L'invité de L'Agefi

Les commissions sur les cartes, une réforme à haut risque

le 06/12/2012 L'AGEFI Hebdo

Le marché européen des paiements n'est pas suffisamment mal en point pour justifier une intervention réglementaire précipitée sur les prix.

Par Enrique Calvet, économiste, membre du Comité économique et social européen*

L'Union européenne s’intéresse actuellement à la façon dont elle pourrait s’impliquer davantage dans le système des cartes de paiement. J’ai le sentiment que le débat est, d’une certaine façon, incomplet et basé parfois sur des informations partielles et insuffisantes.

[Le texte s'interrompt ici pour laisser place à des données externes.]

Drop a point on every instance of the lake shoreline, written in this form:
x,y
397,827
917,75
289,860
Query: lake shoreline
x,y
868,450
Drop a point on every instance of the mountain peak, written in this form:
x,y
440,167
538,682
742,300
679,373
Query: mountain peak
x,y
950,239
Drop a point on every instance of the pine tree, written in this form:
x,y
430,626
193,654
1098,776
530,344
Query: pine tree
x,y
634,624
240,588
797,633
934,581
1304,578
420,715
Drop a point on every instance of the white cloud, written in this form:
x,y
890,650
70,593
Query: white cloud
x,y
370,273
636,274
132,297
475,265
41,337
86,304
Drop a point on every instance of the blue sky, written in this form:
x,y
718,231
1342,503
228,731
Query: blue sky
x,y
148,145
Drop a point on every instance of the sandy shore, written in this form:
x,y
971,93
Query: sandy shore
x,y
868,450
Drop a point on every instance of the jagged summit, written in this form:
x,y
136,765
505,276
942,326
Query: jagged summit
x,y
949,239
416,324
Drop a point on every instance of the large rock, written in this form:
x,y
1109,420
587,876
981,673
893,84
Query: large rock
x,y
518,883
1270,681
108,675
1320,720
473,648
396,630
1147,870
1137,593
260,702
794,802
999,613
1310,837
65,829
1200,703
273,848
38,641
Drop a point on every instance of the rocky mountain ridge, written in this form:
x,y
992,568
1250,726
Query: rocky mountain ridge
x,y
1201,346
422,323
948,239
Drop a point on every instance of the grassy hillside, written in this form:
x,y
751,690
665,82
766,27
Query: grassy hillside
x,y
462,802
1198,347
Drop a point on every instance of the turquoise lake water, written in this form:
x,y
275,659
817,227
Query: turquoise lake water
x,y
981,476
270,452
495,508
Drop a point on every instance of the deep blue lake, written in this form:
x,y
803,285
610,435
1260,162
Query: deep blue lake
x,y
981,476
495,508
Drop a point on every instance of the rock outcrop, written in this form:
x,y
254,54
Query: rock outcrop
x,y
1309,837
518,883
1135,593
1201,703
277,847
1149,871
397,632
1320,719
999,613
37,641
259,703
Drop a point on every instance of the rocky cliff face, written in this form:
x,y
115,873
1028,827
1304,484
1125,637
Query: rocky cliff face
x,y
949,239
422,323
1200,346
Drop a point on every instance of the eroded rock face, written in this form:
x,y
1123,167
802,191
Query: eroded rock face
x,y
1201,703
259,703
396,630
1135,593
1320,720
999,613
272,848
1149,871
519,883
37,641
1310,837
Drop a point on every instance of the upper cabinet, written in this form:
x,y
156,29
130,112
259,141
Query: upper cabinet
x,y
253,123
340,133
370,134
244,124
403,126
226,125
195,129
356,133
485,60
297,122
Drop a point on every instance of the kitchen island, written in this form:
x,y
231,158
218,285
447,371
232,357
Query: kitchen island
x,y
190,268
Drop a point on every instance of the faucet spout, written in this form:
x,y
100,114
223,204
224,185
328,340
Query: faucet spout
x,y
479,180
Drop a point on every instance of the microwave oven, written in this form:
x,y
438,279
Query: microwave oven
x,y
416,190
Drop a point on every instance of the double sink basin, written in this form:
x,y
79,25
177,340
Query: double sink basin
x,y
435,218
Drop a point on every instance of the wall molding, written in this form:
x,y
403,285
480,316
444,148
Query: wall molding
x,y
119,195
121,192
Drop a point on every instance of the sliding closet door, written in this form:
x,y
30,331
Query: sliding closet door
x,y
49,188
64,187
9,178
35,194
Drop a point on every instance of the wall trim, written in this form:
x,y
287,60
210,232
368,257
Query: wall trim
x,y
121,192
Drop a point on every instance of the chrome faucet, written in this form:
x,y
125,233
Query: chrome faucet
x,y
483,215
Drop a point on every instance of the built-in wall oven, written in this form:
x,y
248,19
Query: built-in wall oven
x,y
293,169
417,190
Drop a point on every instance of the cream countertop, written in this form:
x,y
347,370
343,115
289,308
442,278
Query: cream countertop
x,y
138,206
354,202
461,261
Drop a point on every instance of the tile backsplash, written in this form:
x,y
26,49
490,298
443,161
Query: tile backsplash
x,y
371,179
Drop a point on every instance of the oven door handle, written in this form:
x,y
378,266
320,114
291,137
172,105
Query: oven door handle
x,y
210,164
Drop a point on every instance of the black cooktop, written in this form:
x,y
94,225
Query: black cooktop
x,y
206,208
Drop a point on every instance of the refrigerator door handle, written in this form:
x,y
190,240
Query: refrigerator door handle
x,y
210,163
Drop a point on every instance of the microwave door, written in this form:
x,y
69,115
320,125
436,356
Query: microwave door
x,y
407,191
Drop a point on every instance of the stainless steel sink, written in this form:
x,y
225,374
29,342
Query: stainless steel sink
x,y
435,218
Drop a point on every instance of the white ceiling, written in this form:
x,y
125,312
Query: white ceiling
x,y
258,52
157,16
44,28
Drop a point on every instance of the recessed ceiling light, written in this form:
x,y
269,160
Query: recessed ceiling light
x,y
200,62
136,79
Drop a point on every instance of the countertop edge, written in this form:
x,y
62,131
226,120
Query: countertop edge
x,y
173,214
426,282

Fin septembre, le Parlement européen a requis l’intervention de l’Union européenne pour légiférer sur les paiements par cartes (en particulier sur les coûts). En octobre, c’est la Commission européenne qui a annoncé son intention de légiférer. Ces annonces interviennent à la suite de divers événements : une année de batailles juridiques entre banques, réseaux et commerçants ; appels (plus ou moins populistes) de politiques en faveur d’une baisse du coût des paiements ; décisions d’un certain nombre de gouvernements d’imposer des limites aux commissions liées à ces paiements.

Le plus souvent, l’interchange a été en première ligne. Il s’agit ici d’une commission payée par la banque d'un commerçant à celle de l’utilisateur d’une carte pour équilibrer les coûts et garantir que chaque partie paie une part équitable des sommes liées au traitement des transactions et au bon fonctionnement du système. Cette commission est incluse dans ce que paient les commerçants à leurs banques, et c’est ce que dénoncent certains d’entre eux (qui veulent la réduire, voire la supprimer).

Nombre de politiciens défendent cette idée de limiter l’interchange et estiment que les consommateurs y gagneraient également. Pourtant, un examen précis de la réalité fait apparaître une conclusion bien plus mitigée.

En Espagne, entre 2006 et 2010, l’interchange a été réduit de plus de 57 %. Une étude menée par des économistes de l'Université du roi Juan Carlos, de l'Université Autonome de Madrid et de l'Université Uned montre que les consommateurs n'en ont pas du tout bénéficié. Les commerçants, eux, ont économisé 2,75 milliards d’euros en cinq ans. Les coûts pour les consommateurs, principalement via les frais annuels payés à leur banque pour leur carte, se sont accrus au rythme stupéfiant de 50 % sur la même période, soit une charge totale de 2,35 milliards d’euros. D'autres frais ont également été augmentés, tels ceux relatifs aux découverts, et les bonifications et promotions habituellement associées aux cartes de paiement ont été réduites, parfois même supprimées.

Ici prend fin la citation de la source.